Los ejecutados de Bush

La pena de muerte es un acto inmoral en sí, que, además, una vez ejecutada, no tiene vuelta atrás ni corrección posible. El gobernador de Tejas, George Bush, candidato republicano a la Casa Blanca, está en otra onda de razonamientos y poco parece importarle este tipo de consideraciones o la polémica levantada por la reciente ejecución de Gary Graham en la prisión de Huntsville. Casi dos décadas después del asesinato por el que se le acusó a los 17 años de edad, Graham recibió una inyección letal, pese a todas las dudas que se cernían sobre su caso, pues fue condenado sin prueba material alguna, por la declaración de un solo testigo que dice que le reconoció a una cierta distancia. Bush no movió un dedo para aplazar o conmutar la ejecución.Tampoco lo ha hecho en las 134 anteriores que se han producido en Tejas -el Estado que acumula una tercera parte de la aplicación de condenas a muerte en EE UU- desde que llegara a gobernador hace poco más de cinco años. La de Graham ha sido la tercera en dos semanas, y están previstas otras 15 de aquí a las elecciones presidenciales de noviembre. Bush, que este mes accedió por vez primera a suspender una ejecución a la espera de una prueba de ADN, sigue creyendo firmemente en la utilidad disuasoria de la pena capital, pese a que nada avale la tesis de que aplicarla impida otros crímenes o contribuya a salvar vidas.

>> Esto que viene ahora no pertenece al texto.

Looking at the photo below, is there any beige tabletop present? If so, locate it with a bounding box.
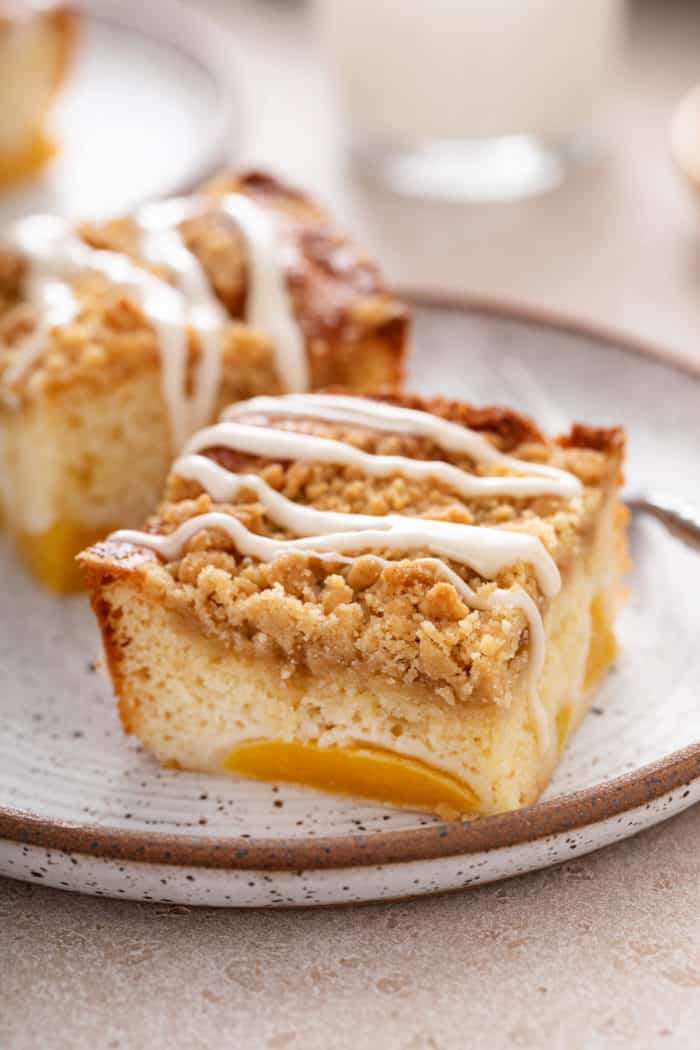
[0,0,700,1050]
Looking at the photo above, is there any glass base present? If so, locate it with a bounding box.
[352,134,592,202]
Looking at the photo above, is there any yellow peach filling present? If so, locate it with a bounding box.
[584,594,617,691]
[15,519,111,594]
[225,740,479,816]
[0,129,56,186]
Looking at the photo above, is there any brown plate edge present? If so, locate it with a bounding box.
[0,290,700,870]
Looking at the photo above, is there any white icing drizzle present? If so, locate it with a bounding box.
[221,394,581,499]
[111,395,580,751]
[5,193,309,448]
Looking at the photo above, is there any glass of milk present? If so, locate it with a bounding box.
[315,0,624,201]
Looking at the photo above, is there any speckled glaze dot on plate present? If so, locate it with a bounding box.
[0,301,700,906]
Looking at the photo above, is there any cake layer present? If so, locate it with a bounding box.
[82,396,627,815]
[0,173,408,586]
[0,0,77,187]
[80,503,620,815]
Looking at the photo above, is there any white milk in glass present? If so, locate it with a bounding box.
[316,0,624,197]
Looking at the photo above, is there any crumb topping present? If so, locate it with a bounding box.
[0,172,407,396]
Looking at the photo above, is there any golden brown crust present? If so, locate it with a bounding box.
[0,172,409,396]
[0,0,80,92]
[83,395,622,705]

No hay muchas diferencias sobre este tema crucial entre los aspirantes a la Casa Blanca. El vicepresidente demócrata Al Gore no sólo defiende abiertamente la pena de muerte, sino que se acaba de permitir declarar que "para ser honestos, en este debate hay que reconocer que siempre va a haber un pequeño número de errores". Ni a él ni a Bush les faltarían datos para poner en tela de juicio estas convicciones. Abundan. El gobernador republicano de Illinois, George Ryan, anunció en enero una moratoria sobre las ejecuciones -la pena de muerte depende esencialmente de los Estados federados en EE UU- después de saberse que 13 condenados a la pena capital habían sido posteriormente exonerados de culpabilidad. Estos casos y la ejecución de Graham han conseguido al menos que la polémica sobre la pena de muerte irrumpiera en la campaña electoral, de la mano de alguna prensa responsable o de la influyente jerarquía católica. Todavía un 65% de los estadounidenses son partidarios de la pena de muerte, pero en tiempos de Ronald Reagan lo era el 80%.

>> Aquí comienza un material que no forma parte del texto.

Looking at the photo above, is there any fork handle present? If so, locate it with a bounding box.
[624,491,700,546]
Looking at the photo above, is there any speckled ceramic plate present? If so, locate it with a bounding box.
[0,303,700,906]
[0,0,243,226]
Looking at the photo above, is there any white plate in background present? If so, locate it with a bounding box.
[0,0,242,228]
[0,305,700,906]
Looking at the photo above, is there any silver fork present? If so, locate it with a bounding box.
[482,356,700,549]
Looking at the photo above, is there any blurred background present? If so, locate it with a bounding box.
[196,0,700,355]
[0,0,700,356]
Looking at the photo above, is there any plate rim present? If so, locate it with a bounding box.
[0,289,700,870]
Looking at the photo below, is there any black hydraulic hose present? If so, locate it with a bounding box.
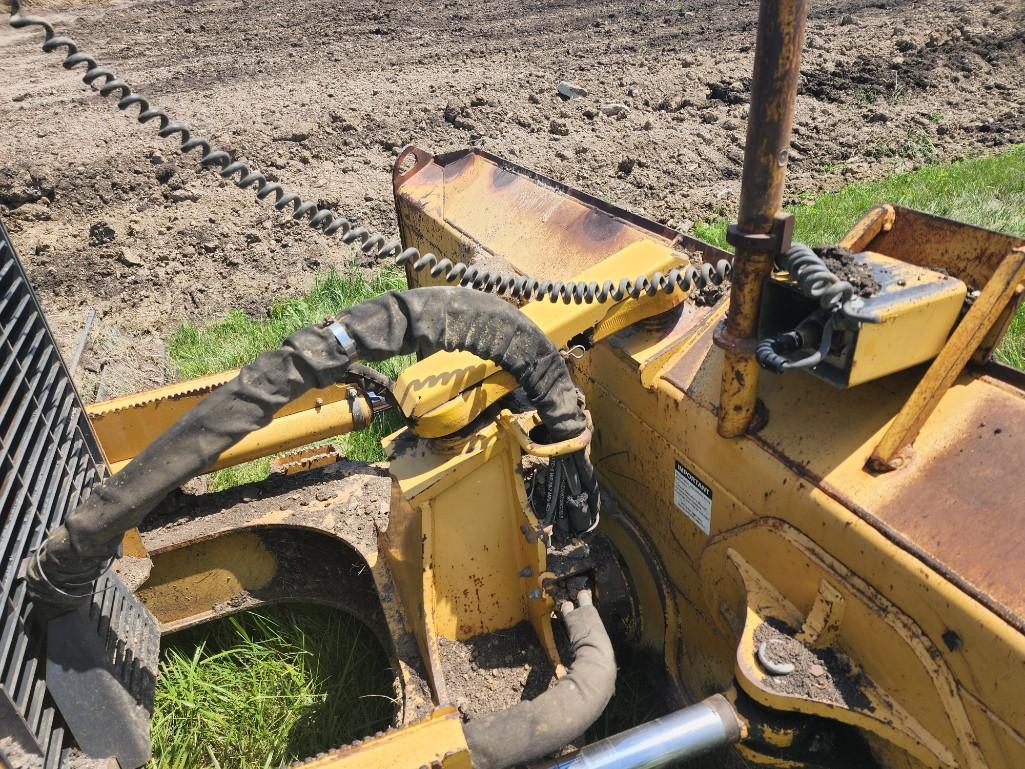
[754,331,805,374]
[465,605,616,769]
[28,286,598,609]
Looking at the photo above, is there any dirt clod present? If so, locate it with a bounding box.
[439,622,555,719]
[815,246,882,298]
[754,619,870,707]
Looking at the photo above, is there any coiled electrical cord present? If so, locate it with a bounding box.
[10,0,730,303]
[777,243,878,323]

El debate sobre la última pena, reinstaurada en 1973 en 23 de los 50 Estados de la federación, no debería girar sobre su eficacia o los errores judiciales, sino sobre el rechazo por principio de un castigo tan cruel como moralmente equivocado en un país que se considera una democracia avanzada, pero que vive con esta vergüenza. Claro que es también parte de un concepto peculiar del orden público que mantiene en EEUU a dos millones de personas en las cárceles, y hasta casi seis (un 3% de la población adulta) si se suman los que están en libertad provisional. Son niveles sólo comparables a los de Rusia. Pero incluso Rusia ha dejado en suspenso la aplicación de la pena capital.